Özellikle LGS sürecinde olan 8 ve YKS'ye hazırlanan 12'nci sınıf öğrenciler ile ara sınıf olarak değerlendirilen 7 ve 11'inci sınıf öğrencilerinin yarıyıl tatili gibi dinlenme sürelerini en verimli şekilde değerlendirmesi konusunda konuşan Eğitimci Murat Çakır, motivasyon açısından velilerin vereceği desteğin önemli olduğuna dikkat çekti.
Eğitimci Murat Çakır
Yarın yapılacak karne dağıtım sonrası başlayacak olan
yarıyıl tatilinde, ilk günden itibaren yoğun bir ders programı atmosferine
girilmesinin doğru olmadığını belirten Çakır, "Başta ara sınıflardan 7 ve
11'inci öğrencilerimizin bir yıl sonra 8 ve 12'nci sınıf olarak sınav
maratonuna dahil olacaklarından bu tatil sürecinde özellikle zayıf olan
derslerde eksikliklerini gidermeleri taraftarıyız, bu şekilde
değerlendirmelerini tavsiye ediyoruz." dedi.
"Öğrencilerin ilk günden yoğun bir programa tabi
tutulmasını istemiyoruz"
Çakır, "Tabi ki bu tatil sürecini tamamen ders
çalışarak geçirilsin demiyoruz. Çünkü nihayetinde bu bir dinlenme sürecidir.
Çocuklarımızın kendini toparlama, dinlenme ve sükunete veya aileleriyle beraber
bir aktiviteye ihtiyaçları olduğunu belirtmek isteriz. Yani ilk günden
çocukların oturup ders çalışması, eksikliklerini gidermesi ve yoğun bir
programa tabi tutulmasını istemiyoruz." ifadelerini kullandı.

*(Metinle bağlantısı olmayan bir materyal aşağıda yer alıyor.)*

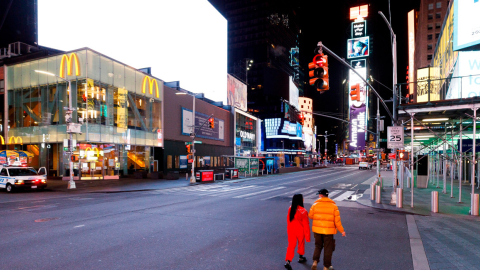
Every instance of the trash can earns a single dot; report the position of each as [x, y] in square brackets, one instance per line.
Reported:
[231, 173]
[204, 176]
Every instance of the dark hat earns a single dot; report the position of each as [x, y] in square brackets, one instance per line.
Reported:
[323, 192]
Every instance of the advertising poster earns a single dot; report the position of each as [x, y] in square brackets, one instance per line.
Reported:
[358, 47]
[183, 162]
[467, 24]
[217, 133]
[237, 93]
[241, 164]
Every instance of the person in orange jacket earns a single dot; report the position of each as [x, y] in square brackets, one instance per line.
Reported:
[298, 229]
[326, 222]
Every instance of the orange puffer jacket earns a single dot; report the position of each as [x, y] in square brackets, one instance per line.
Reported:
[326, 217]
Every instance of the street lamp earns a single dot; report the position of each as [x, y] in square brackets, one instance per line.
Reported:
[68, 120]
[192, 135]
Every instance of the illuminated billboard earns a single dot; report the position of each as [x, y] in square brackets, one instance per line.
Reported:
[357, 105]
[467, 67]
[237, 93]
[137, 34]
[358, 47]
[467, 24]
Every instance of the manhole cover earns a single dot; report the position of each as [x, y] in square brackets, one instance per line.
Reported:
[45, 219]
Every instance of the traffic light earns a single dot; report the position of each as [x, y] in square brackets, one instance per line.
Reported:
[355, 92]
[211, 122]
[319, 72]
[402, 155]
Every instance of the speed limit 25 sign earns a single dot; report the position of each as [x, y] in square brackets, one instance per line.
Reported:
[395, 137]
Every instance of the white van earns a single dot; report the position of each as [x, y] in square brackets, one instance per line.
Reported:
[19, 177]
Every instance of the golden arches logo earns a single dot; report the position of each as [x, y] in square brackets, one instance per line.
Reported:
[151, 82]
[73, 58]
[15, 140]
[91, 149]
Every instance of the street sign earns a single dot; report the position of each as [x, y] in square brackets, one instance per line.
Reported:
[395, 137]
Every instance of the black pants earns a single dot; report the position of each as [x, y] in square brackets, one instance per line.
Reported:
[324, 241]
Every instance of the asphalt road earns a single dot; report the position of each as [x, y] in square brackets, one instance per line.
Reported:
[229, 225]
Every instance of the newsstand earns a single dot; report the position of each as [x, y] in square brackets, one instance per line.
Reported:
[204, 176]
[231, 173]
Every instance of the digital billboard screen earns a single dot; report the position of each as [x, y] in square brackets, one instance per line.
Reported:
[171, 37]
[466, 23]
[358, 47]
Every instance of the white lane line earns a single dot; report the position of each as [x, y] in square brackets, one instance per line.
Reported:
[343, 196]
[232, 191]
[259, 192]
[286, 193]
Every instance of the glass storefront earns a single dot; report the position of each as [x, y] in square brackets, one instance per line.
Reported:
[246, 132]
[121, 109]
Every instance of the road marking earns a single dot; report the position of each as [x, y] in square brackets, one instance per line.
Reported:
[259, 192]
[286, 193]
[343, 196]
[419, 258]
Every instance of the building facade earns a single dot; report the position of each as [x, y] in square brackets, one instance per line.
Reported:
[119, 107]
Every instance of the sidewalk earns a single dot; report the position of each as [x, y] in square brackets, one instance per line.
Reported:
[449, 238]
[422, 197]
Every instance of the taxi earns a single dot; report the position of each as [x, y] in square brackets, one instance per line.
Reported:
[21, 177]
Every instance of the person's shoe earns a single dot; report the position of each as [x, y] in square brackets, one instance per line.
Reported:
[302, 259]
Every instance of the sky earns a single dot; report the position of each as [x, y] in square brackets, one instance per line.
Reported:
[181, 40]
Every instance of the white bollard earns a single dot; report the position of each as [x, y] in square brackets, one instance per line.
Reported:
[475, 202]
[399, 198]
[434, 202]
[378, 194]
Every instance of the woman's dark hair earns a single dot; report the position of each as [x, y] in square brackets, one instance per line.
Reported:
[297, 200]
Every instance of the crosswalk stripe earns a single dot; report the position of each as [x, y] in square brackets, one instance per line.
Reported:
[343, 196]
[258, 192]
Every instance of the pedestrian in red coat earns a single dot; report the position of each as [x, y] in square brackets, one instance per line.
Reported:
[298, 229]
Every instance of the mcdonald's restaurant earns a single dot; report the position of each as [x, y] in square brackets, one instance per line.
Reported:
[119, 110]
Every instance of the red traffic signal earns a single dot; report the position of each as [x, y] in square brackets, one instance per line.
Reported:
[301, 118]
[319, 72]
[211, 122]
[355, 92]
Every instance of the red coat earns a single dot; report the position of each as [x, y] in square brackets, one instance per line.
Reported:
[299, 227]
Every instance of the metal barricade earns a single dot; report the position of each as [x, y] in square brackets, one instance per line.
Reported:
[399, 198]
[434, 201]
[475, 204]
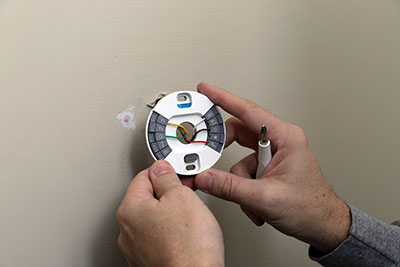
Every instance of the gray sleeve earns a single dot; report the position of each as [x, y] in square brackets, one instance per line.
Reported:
[371, 242]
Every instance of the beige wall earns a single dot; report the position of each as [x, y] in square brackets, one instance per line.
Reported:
[67, 68]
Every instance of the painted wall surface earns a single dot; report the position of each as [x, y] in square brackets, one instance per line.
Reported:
[67, 68]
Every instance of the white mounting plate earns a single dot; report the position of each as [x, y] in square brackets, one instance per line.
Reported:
[177, 108]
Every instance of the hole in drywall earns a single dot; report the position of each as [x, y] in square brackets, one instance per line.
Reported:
[182, 97]
[190, 132]
[190, 167]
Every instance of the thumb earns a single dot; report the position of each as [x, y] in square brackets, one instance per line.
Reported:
[229, 186]
[163, 177]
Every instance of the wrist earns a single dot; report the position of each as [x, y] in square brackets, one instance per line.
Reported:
[199, 259]
[335, 227]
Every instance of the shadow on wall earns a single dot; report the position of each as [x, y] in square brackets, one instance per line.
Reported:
[105, 251]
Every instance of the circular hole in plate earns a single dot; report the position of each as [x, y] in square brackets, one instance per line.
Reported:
[190, 167]
[191, 130]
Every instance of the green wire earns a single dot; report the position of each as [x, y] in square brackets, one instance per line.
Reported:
[177, 137]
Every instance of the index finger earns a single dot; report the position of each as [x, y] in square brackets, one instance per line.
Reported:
[140, 188]
[246, 110]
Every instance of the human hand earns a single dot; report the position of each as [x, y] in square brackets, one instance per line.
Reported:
[174, 229]
[292, 195]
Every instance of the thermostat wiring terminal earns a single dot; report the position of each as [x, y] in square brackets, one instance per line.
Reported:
[186, 129]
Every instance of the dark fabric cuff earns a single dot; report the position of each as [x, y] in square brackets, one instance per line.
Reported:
[370, 243]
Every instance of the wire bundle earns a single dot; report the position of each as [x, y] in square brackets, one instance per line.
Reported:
[184, 133]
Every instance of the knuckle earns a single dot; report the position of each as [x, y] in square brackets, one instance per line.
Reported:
[234, 169]
[228, 187]
[299, 135]
[122, 214]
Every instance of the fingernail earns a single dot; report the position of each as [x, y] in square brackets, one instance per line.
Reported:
[159, 168]
[203, 181]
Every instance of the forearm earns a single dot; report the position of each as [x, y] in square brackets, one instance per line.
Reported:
[370, 243]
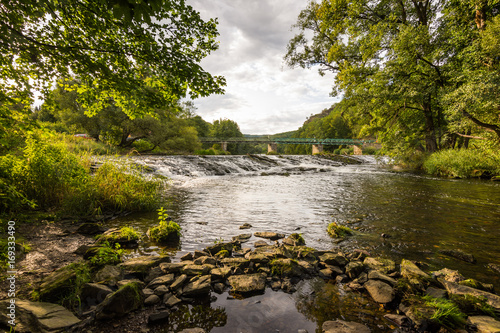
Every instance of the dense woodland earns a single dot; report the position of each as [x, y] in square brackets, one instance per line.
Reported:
[421, 77]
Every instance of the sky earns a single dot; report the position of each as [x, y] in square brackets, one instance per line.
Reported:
[263, 95]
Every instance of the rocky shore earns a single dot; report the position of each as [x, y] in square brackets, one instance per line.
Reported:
[415, 300]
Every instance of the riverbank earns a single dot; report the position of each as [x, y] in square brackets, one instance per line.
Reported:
[157, 289]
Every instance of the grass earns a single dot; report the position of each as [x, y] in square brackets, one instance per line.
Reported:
[338, 231]
[464, 163]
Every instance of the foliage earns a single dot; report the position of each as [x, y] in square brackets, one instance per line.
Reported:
[463, 163]
[107, 254]
[338, 231]
[166, 230]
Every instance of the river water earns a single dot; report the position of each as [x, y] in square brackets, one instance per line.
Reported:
[419, 216]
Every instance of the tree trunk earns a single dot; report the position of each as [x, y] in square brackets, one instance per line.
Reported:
[430, 133]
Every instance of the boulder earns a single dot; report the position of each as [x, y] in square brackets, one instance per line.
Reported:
[199, 285]
[456, 289]
[143, 264]
[126, 299]
[269, 235]
[38, 317]
[109, 275]
[245, 284]
[354, 268]
[58, 284]
[484, 324]
[380, 291]
[382, 265]
[94, 293]
[334, 259]
[410, 271]
[340, 326]
[162, 280]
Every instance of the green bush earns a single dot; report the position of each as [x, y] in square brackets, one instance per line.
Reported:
[166, 231]
[464, 163]
[338, 231]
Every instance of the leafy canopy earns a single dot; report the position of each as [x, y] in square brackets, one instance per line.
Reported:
[141, 54]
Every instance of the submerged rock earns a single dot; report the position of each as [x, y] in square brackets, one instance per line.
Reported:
[38, 317]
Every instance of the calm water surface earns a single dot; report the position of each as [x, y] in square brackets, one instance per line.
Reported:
[421, 214]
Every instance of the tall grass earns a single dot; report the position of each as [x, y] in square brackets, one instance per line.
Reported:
[464, 163]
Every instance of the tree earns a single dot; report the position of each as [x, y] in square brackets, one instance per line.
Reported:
[142, 55]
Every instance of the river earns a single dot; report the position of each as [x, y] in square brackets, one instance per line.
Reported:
[211, 197]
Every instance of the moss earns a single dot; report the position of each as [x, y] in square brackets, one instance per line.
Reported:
[338, 231]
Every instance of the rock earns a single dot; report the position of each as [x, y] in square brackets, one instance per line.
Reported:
[269, 235]
[143, 264]
[162, 280]
[354, 268]
[485, 324]
[459, 254]
[221, 273]
[58, 284]
[171, 300]
[198, 285]
[340, 326]
[40, 317]
[195, 270]
[109, 275]
[382, 265]
[236, 262]
[435, 292]
[152, 300]
[179, 282]
[456, 289]
[90, 229]
[94, 293]
[158, 317]
[169, 267]
[205, 260]
[376, 275]
[449, 275]
[244, 284]
[409, 270]
[334, 259]
[242, 238]
[380, 292]
[126, 299]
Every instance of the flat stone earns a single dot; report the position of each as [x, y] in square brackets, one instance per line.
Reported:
[380, 292]
[269, 235]
[340, 326]
[38, 317]
[456, 289]
[152, 300]
[198, 286]
[485, 324]
[376, 275]
[382, 265]
[162, 280]
[410, 271]
[251, 283]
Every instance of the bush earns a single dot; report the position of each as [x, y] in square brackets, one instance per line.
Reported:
[338, 231]
[166, 231]
[463, 163]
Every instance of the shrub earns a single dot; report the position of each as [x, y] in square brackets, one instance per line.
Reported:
[338, 231]
[463, 163]
[166, 231]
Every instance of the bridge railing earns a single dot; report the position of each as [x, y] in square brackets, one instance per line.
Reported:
[305, 141]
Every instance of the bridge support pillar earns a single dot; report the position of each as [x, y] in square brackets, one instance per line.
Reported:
[357, 150]
[272, 147]
[317, 149]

YKS sürecinde olan öğrencilerimize TYT eksikliklerini
gidererek AYT sürecine dahil olmaları konusuna değinen Çakır, "Çünkü AYT
çok önemli ve belirleyici bir sınavdır. Ancak TYT'de yapılan çalışmalar
sürecinde AYT'ye bir katkı olduğunu ifade ediyoruz. Öğrenci bu tatil sürecinde
TYT eksikliklerini gidererek branş denemeleri diye tarif ettiğimiz Türkçe, fen,
sosyal ve Matematik branş denemelerine tabi tutulmalarını gerektiğini
vurguluyoruz. TYT'deki eksiklerin giderilmesi sürecinden sonra öğrencilerimiz
AYT çalışmalarına dahil olmalılar." şeklinde konuştu.
"Veliler, destek içerikli ifadelerle öğrencinin
başarısına katkı sunabilir"
Karne notu üzerinden öğrenci performansının
değerlendirilmesinin doğru olmadığı gibi velinin yaklaşım çocuğuna yaklaşım
tarzının psikolojik ve sosyolojik etkilerini ele alan Çakır, şunları söyledi:
"Çocuklarımız geleceğimizdir. Veliler, karnedeki notun
öğrenciyi yansıtmadığını bilmelidir. Karnede belirtilen not öğrenciyi iyi
alanda yansıtmadığı gibi kötü olarak da katorize etmemelidir. Çünkü orada
verilen not birkaç rakamdan ibarettir ve kişi bazı davranışlarıyla veya
dersteki performansıyla değerlendirilmemelidir. Şayet varsa bir eksiklik
veliler, "oğlum-kızım senin yanındayım, derslerin zayıf olabilir ama sana
yardımcı olacağım, sana inanıyorum" cümleleriyle desteklerini belirtmelidir.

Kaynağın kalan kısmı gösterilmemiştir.